Friday, April 29, 2005

Stealing Away

 
The Syrians folded their tents and left. Elections in Lebanon will be held starting in May, just as the residents of Tent City demanded.
    Chalk up another, final, victory for the Cedar Revolution.
The Lebanese government formally announced the election will be held on time - on May 29th 2005.
The million-person demonstration, the two-month sleep-in at the tent-city, the countdown campaign, the village campaign, the media pressure, the international pressure - it all came together. It's a new era in Lebanon now.
There is lots of speculation about who is left behind as the occupiers pull out. Mika, a commenter on Belmont Club, makes a worrisome point:
    Will Iranian arms shipments still be allowed to make their destination in Hizbollahland through Syria?
Since I didn't hear any reports to the contrary, I'll also assume a million plus Syrians are still in Lebanon. Syria has 1.4 million "workers" in Lebanon. Are they leaving too? The Lebanese haven't started any shooting to get these out. This means psychologically, the Lebanese are cowed and intimidated by the Syrians. There's really little need for the Syrian army to physically back up the threat. It's already deeply imbedded psychologically.
And with that many Syrians in Lebanon, how long before they become the dominant story of Lebanon? In 20 years, will it be Lebanon?
What he misses, though, is the epochal nature of the Tent City experience. These people have been changed irrevocably by the experience of living together for two months, and most importantly, by achieving what they set out for: elections beginning in May.

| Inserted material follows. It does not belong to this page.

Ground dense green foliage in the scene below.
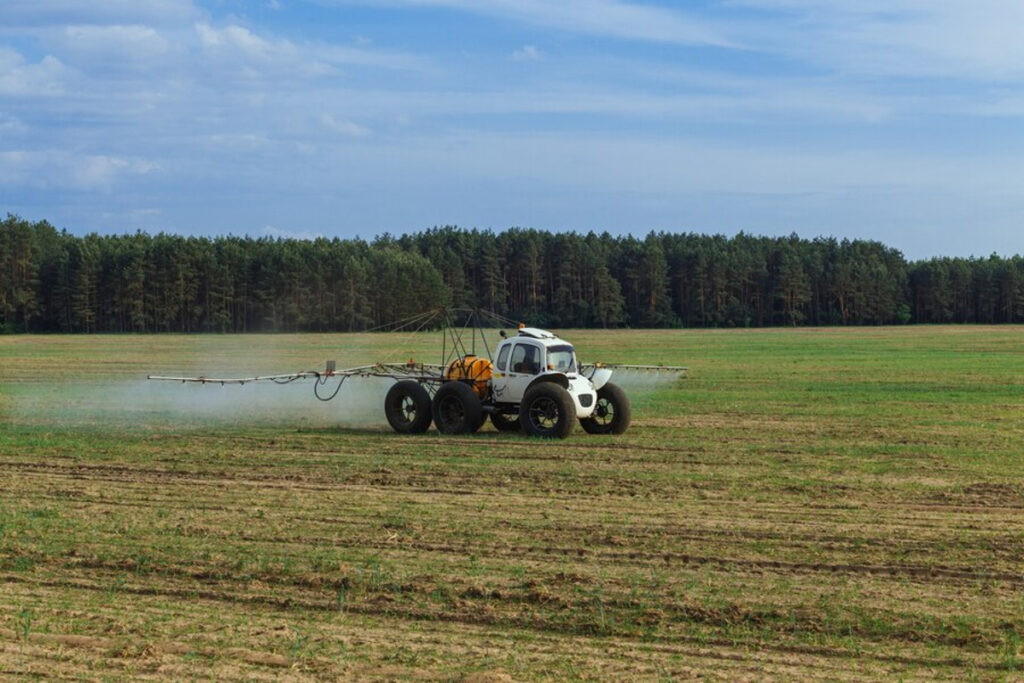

And that's not the end of it. As Michael Totten says,
    ….The pall of fear over Lebanon has largely been broken. The democracy activists feel the difference. I feel it, too. I wouldn't quite call this a free country yet - not while Hezbollahland still exists as its own entity - but it feels like one now. The air is different. It's lighter.
Forging a new national identity will take a long time - if it ever truly happens at all. Lebanon will never have a true melting pot culture like the United States. This is an ancient land. Every last inch of it has been fought over and fiercely defended for centuries. Different parts of the country feel like separate micro-civilizations. But the people here have some things in common with each other that they don't have in common with anyone else. Lebanese Christians can understand and relate to Lebanese Muslims in ways that they never will be able to relate to, say, Christians from Kansas.
And, as usual, Belmont has an inimitable wrap on the whole thing, complete with vision and strategy:
    The most amazing aspect of this development is the demonstration of the power of indirect warfare. The US did not actually have to drive the Syrians out of Lebanon simply had to make their position untenable, in a manner analogous, but on a much grander scale, than the way a flanking operation turns a line. What do the Syrians gain by pulling back? They 'shorten their lines' by reducing their geopolitical vulnerabilities. The Syrian withdrawal, paradoxically, may be intended to make Damascus slightly less vulnerable. Yet because Syria depended so much upon Lebanon for easy money there are bound to be internal represcussions. For the moment Syria and Iran -- more on this later if I have the time -- are on the strategic defensive.
It makes you wonder: how does Wretchard see so clearly? And it makes you go back to check: will he have time to tell us about the strategic defensiveness of Syria and Iran? Remember, this is the man who told us -- when no one else thought so -- that Fallujah was winnable.

With the Belmont Club, it's always a good idea to stay tuned.

1 comment:

Czechmade said...

Lebanon - the missed lesson for the lazy West in the seventies - is a perfect apology for Israel: Since most sunnis were attracted quite recently to settle there from all over the Arab speaking world.

As for "humiliated" shia tale of Lebanon - I still do not understand.